“Questo potrebbe essere il mio capolavoro” e’ la battuta che chiude il film di Tarantino e se dobbiamo interpretarla come un commento del regista alla sua opera, beh mi trovo a dissentire almeno in parte: probabilmente questo e’ il capolavoro di Tarantino, PER ORA. Il regista ci sta abituando ad un costante aumento del livello delle sue opere che riescono sempre a sorprendere critica e pubblico: giuro di aver partecipato a un applauso alla fine di Inglorious basterds, evento decisamente raro per una normale proiezione serale a meta’ settimana in un cinema di provincia!. Credo che sia dai tempi di Hitchcock che pubblico e critica non vadano cosi’ a braccetto nel gradimento di un autore.
Con il consueto gioco di citazioni che e’ ormai definitivamente la sua cifra stilistica, Tarantino riesce comunque ad aggiungere una riflessione personale sulla seconda guerra mondiale, se consideriamo il primo capitolo non solo come esempio mirabile di cinema alla Sergio Leone, ma per quello che ci racconta, vediamo il capovolgimento della classica figura del commando nazista che arriva per snidare degli ebrei. L’idea di una scena simile e’ di violenza e sopraffazione invece Tarantino gioca con lo spettatore che vive in un ansia tremenda aspettando che esploda la rabbia nazista e ci mette di fronte a un colonnello delle SS che preferisce giocare perfidamente su un piano di finta gentilezza e disponibilita’ manovrando la volonta’ di LaPadite, che non sembra certo essere uno sprovveduto, eppure io credo che questo primo capitolo, mirabile per costruzione e messa in scena, sia anche fortemente realistico: che la speranza (o l’illusione) di poter vivere in pace abbia portato alla delazione piu’ che le presunte invidie tra vicini. Del resto che faccia piu’ paura l’idea che si ha della propria paura che la paura stessa lo dimostra il capitolo seguente quando la macchina da presa indugia a lungo sul nero della grotta da cui deve uscire il terribile orso ebreo, uno della squadra dei bastardi che ama eliminare i tedeschi con una mazza da baseball.

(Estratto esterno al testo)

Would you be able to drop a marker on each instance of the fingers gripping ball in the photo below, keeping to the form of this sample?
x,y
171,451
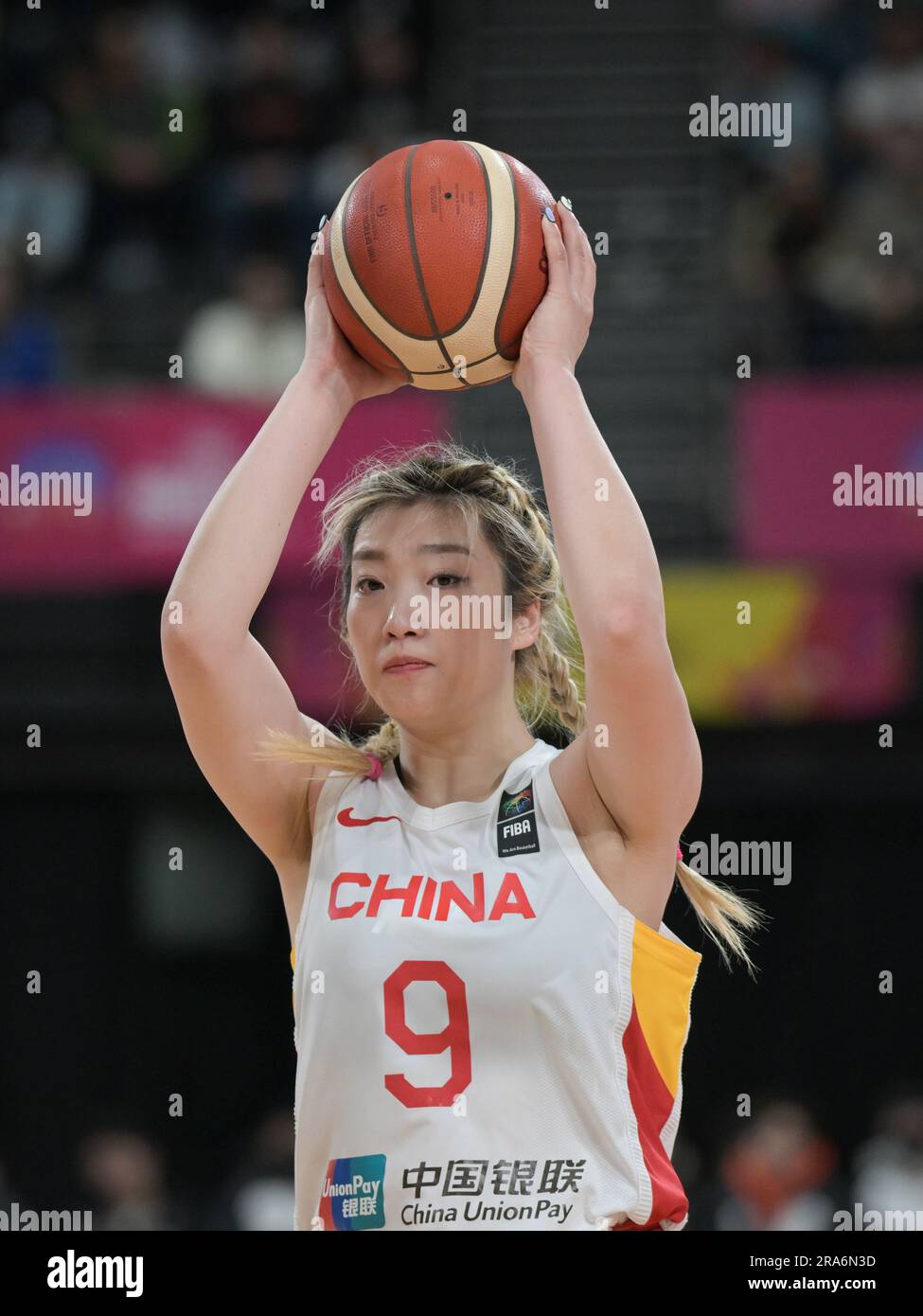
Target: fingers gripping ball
x,y
435,262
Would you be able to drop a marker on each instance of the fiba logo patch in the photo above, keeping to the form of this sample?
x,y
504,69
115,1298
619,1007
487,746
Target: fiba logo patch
x,y
516,832
353,1194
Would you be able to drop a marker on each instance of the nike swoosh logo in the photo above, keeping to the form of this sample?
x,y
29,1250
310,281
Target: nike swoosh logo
x,y
347,820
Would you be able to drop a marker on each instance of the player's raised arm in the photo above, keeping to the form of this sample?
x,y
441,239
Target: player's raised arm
x,y
649,774
226,688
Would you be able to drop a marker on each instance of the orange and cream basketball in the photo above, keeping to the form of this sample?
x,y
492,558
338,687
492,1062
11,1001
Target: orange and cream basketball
x,y
435,262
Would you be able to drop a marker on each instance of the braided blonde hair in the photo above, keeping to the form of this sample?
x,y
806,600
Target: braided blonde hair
x,y
502,506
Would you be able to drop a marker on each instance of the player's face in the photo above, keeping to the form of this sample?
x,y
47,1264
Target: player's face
x,y
424,596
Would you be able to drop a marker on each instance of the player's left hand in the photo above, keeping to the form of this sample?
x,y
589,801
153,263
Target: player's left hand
x,y
558,331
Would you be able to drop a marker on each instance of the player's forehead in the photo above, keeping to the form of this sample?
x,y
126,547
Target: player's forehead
x,y
401,530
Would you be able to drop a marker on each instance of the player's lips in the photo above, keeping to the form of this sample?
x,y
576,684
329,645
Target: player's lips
x,y
406,664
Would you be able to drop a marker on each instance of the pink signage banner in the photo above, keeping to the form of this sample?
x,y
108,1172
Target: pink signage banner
x,y
831,471
104,489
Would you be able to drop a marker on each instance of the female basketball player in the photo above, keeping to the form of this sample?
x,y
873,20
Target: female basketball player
x,y
490,1013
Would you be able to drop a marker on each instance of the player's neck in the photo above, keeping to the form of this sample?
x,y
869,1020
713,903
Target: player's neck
x,y
435,778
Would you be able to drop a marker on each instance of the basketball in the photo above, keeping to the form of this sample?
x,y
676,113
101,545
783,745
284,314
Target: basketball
x,y
435,262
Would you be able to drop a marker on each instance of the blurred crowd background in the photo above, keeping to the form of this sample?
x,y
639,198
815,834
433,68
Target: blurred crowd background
x,y
158,242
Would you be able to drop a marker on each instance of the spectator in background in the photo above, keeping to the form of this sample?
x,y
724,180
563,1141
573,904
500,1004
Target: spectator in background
x,y
889,88
775,1173
253,343
29,349
769,71
773,226
879,297
261,1193
276,103
124,1174
889,1167
118,124
41,189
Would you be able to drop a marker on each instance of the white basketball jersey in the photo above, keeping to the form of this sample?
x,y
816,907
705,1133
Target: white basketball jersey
x,y
486,1039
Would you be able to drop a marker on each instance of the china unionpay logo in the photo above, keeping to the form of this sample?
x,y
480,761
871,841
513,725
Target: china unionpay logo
x,y
353,1194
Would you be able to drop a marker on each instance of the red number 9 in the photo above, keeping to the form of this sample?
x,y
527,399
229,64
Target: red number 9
x,y
454,1038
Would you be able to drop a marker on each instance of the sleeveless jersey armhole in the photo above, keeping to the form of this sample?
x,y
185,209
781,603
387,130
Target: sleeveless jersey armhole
x,y
663,945
328,798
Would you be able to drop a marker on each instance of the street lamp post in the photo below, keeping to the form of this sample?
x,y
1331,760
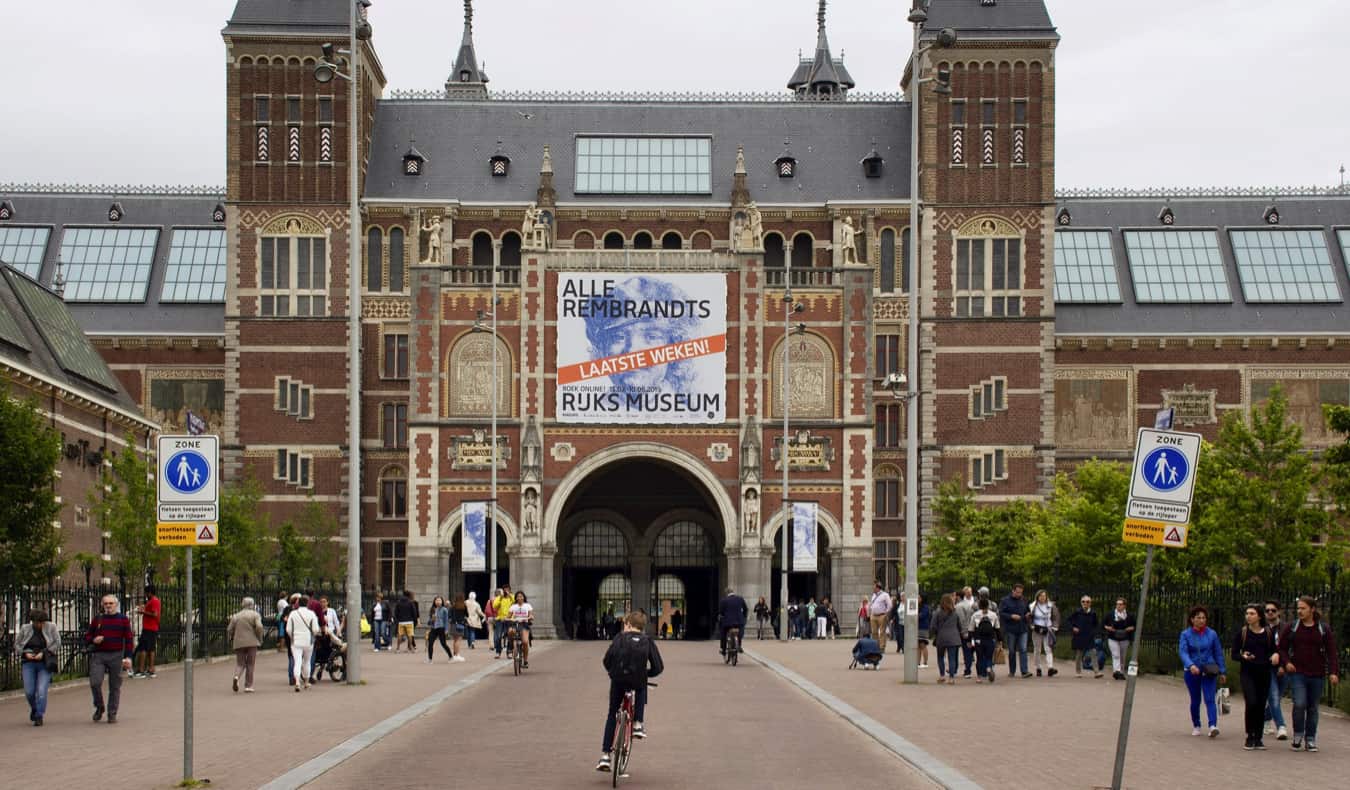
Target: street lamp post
x,y
326,72
911,413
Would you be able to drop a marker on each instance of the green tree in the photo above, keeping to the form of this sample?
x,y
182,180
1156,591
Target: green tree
x,y
30,447
1257,512
127,511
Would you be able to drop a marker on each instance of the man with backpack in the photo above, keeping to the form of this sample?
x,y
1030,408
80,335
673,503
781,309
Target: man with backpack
x,y
631,661
1308,656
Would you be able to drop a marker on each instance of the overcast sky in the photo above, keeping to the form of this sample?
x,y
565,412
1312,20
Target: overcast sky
x,y
1150,92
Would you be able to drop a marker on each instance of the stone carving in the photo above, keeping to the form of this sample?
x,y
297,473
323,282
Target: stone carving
x,y
848,242
432,230
751,512
529,511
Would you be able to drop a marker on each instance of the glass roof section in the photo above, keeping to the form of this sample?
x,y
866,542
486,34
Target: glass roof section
x,y
196,268
108,264
1176,266
1284,265
64,336
1084,268
612,165
23,247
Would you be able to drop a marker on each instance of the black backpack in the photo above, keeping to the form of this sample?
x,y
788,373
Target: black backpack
x,y
629,667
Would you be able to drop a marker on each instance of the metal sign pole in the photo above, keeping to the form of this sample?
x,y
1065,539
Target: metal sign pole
x,y
186,683
1131,675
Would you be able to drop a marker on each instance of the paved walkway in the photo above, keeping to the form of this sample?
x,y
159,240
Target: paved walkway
x,y
710,725
1060,732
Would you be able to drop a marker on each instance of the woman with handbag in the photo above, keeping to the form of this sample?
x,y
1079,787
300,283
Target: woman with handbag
x,y
38,644
1202,658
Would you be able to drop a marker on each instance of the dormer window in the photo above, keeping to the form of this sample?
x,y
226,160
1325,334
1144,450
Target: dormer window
x,y
413,162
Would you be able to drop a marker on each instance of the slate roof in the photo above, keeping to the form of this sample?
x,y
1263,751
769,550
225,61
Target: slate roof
x,y
56,209
1003,19
458,137
278,16
1329,214
38,350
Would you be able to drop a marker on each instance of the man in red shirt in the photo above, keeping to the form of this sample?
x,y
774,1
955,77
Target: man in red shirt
x,y
149,634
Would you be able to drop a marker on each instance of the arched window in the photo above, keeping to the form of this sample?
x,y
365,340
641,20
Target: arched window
x,y
482,249
887,261
510,249
393,493
396,258
374,261
802,253
774,255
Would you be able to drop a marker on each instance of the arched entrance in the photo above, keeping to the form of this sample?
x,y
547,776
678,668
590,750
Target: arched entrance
x,y
651,520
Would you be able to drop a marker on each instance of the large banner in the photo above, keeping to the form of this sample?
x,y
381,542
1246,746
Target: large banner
x,y
473,551
803,538
644,347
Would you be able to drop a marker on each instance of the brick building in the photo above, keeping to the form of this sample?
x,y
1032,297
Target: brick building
x,y
1050,328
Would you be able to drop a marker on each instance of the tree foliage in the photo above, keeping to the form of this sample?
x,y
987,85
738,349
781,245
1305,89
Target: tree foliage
x,y
30,449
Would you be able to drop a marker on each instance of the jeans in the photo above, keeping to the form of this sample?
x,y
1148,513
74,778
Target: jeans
x,y
949,665
1015,644
1198,686
616,698
107,662
1307,694
1279,685
37,679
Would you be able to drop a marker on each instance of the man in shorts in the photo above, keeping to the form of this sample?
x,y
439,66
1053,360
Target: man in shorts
x,y
145,655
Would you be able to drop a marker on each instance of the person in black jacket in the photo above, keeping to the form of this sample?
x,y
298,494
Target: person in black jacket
x,y
631,661
1119,631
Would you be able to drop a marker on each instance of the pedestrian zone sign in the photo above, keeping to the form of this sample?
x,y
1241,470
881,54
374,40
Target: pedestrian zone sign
x,y
189,481
186,534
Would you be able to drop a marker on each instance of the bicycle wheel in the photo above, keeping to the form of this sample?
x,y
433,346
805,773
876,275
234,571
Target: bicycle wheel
x,y
620,750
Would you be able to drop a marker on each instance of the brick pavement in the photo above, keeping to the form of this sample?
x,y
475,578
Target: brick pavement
x,y
712,727
1060,732
242,740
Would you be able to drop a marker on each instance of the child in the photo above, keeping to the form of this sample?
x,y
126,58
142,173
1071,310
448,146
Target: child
x,y
631,659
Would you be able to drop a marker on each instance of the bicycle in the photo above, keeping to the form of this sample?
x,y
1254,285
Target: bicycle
x,y
733,646
623,746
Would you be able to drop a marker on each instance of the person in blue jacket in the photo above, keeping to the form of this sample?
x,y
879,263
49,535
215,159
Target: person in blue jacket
x,y
1202,658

Piccolo plotone di soldati americani di origine giudaica, raccolti dal tenente Aldo Raine che pretende una quota fissa di scalpi nazisti dai suoi sottoposti (l’unico mio cruccio nei confronti del film? che non li scalpassero da vivi!) i bastardi senza gloria danno il titolo al film ma non sono proprio i protagonisti della pellicola, insieme a un soldato dell'intelligence inglese e la collaborazione di un’attrice tedesca cercano di attentare alla vita di Hitler e degli alti gerarchi nazisti alla premiere francese de Orgoglio della nazione, pellicola propagandistica che narra le gesta di un soldato semplice. Ma il destino si fa beffe dei nostri eroi e la bella attrice finisce nell’incubo di una favola di Cenerentola al contrario dove non e’ il principe a porgere la scarpetta, ma la morte nei panni dannatamente melliflui del colonnello Hans Landa. Destino beffardo che pero’ sorride a Shosanna, la fanciulla scampata allo stermino della sua famiglia raccontato nel primo capitolo e che ha trovato rifugio a Parigi e sotto mentite spoglie dirige una piccola sala cinematografica. Fredrick Zoller, protagonista dell'eroica vicenda e della sua trasposizione cinematografica si infatua di lei e riesce a far spostare la proiezione nel cinema della ragazza, dandole cosi’ modo di organizzare la sua vendetta..
Il cinema come mezzo e motivo della vendetta, furore iconoclasta e delirio cinefilo si fondono nella montagna di pellicola ammucchiata dietro lo schermo e dai tempi del Don Quixote wellesiano la ripresa di un immagine trasmessa sullo schermo (alludo alla risata di Soshanna alla fine del suo messaggio) non aveva una valenza cosi’ simbolica e potentemente emotiva.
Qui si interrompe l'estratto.